Thanks for catching that, Erin, and for telling us. Correction made.
What a great read. I wish HST was more know for his honesty and fearlessness rather than his intoxicants. That said, this brand seems to capture his spirit in an appropriate way.
When Flying dog was back in CO one of my family memebers worked there for years, and I’ve taken the tour about 8 times, and I never once heard the flying dog painting in a hotel story, where did that come from??? Maybe they wanted to clean the story up?
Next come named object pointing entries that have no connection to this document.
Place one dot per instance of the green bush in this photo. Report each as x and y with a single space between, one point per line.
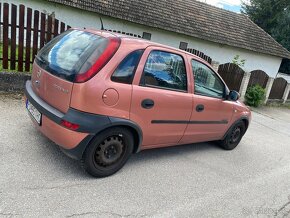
255 96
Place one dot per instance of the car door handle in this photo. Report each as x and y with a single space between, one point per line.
147 103
199 108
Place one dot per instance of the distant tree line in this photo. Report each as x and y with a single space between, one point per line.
274 17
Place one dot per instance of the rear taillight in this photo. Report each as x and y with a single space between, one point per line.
69 125
109 52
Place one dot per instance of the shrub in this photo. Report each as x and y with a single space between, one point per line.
255 96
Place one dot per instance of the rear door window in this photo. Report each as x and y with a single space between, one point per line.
165 70
66 54
206 82
126 70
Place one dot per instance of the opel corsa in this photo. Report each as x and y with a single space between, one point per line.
102 97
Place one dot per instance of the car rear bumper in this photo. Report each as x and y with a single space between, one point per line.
73 143
50 126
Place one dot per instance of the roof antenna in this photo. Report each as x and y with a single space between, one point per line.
102 25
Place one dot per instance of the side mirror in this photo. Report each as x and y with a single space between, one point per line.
233 96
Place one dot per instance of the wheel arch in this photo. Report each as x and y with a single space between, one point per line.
244 119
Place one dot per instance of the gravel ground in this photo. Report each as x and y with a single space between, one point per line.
199 180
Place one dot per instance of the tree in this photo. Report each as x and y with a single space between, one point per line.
273 16
265 13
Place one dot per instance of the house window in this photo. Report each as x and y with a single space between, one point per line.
183 45
146 36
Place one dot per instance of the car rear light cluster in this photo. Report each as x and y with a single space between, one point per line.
69 125
109 52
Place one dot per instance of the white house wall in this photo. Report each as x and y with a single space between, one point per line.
220 53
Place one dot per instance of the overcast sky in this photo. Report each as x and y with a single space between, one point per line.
232 5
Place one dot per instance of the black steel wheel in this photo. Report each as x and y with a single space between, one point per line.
234 136
108 152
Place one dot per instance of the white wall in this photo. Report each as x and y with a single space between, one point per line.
221 53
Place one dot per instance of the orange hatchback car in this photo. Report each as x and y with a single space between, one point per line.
102 96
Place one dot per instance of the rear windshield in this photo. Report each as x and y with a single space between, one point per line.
71 53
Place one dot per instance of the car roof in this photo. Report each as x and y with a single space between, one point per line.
145 42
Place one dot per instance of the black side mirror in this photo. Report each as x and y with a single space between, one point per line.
233 96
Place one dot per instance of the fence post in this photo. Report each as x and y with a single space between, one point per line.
286 93
215 65
244 85
268 88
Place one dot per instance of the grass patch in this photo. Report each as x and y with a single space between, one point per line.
16 57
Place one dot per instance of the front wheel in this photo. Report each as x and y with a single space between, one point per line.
108 152
234 136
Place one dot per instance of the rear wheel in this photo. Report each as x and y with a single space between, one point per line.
108 152
234 136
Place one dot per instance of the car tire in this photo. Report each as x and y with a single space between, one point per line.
108 152
234 136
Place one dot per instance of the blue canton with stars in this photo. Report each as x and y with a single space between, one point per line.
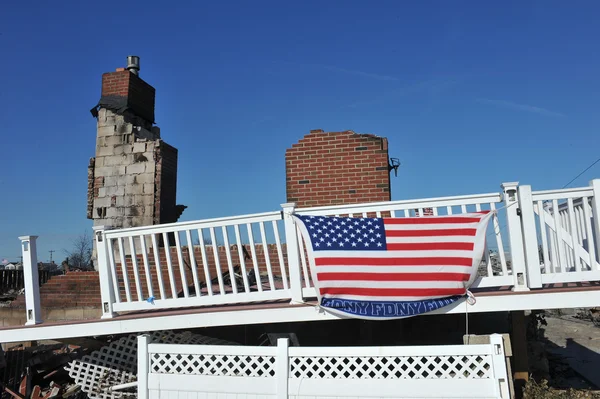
347 234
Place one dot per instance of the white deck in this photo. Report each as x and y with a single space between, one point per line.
552 238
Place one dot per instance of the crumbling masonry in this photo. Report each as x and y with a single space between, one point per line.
132 180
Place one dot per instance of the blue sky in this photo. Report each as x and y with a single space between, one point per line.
469 94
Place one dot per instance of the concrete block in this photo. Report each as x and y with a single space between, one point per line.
102 202
115 160
92 313
74 313
111 181
114 190
106 130
56 314
136 168
139 147
146 178
148 188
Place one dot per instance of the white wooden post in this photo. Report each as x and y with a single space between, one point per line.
282 370
596 214
291 241
107 293
32 280
515 235
532 254
143 366
499 364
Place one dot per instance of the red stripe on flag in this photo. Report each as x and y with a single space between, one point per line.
333 276
431 233
429 261
431 246
415 292
431 220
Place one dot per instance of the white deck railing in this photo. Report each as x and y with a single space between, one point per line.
457 371
537 237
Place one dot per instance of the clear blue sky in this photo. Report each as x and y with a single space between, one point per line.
469 94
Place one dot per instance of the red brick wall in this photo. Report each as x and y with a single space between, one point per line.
140 95
73 289
329 168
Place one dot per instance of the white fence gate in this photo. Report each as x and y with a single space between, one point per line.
167 371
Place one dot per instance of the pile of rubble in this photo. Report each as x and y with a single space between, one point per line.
38 372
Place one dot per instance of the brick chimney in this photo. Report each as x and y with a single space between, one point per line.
132 180
331 168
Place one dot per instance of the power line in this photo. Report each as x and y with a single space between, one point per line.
585 170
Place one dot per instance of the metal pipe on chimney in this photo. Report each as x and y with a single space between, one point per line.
133 64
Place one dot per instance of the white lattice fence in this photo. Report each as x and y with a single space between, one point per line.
460 371
116 363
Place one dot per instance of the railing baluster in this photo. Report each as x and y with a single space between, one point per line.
124 270
205 263
254 260
267 255
280 255
238 240
229 261
574 243
144 250
167 248
596 212
114 272
303 260
590 235
499 241
184 287
562 259
161 284
193 265
213 239
136 272
543 231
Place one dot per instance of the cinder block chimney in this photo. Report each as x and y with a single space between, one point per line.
132 180
331 168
Cuz every time I took the tour it was the same story and it wasn’t that. Eight times at least I heard it was actually they showed up at a base camp at K2 with no mountaineering equimpent, just suitcases full of drugs, and after a night they halucinated dogs flying everywhere, got up and realized they were in no condition to climb a mountain, so they never left basecamp, but at some point in the night had the discussion about the brewery and came up with the name based on the group hallucinations.
Well Jackwe, the differences in what they’re currently sticking with as the brewery’s origin story could be attributed to two things, in my opinion: 1) As you yourself said, they may be trying to clean up the corporate image a bit, as the “oil painting” version of the tale is what’s posted on their official website (http://flyingdogales.com/about-us/the-flying-dog-story/), or 2) the brewery’s tours, which I hear are exceptionally entertaining, headed up by colorful characters for guides, and often booked solid for months ahead of time, may have simply been following that Gonzo business strategy I’ve been waxing poetically about in a simple attempt to tell a more entertaining story. Or maybe they were all drug-crazed freaks, who knows? Haha, I think I’m just fine with either story, personally.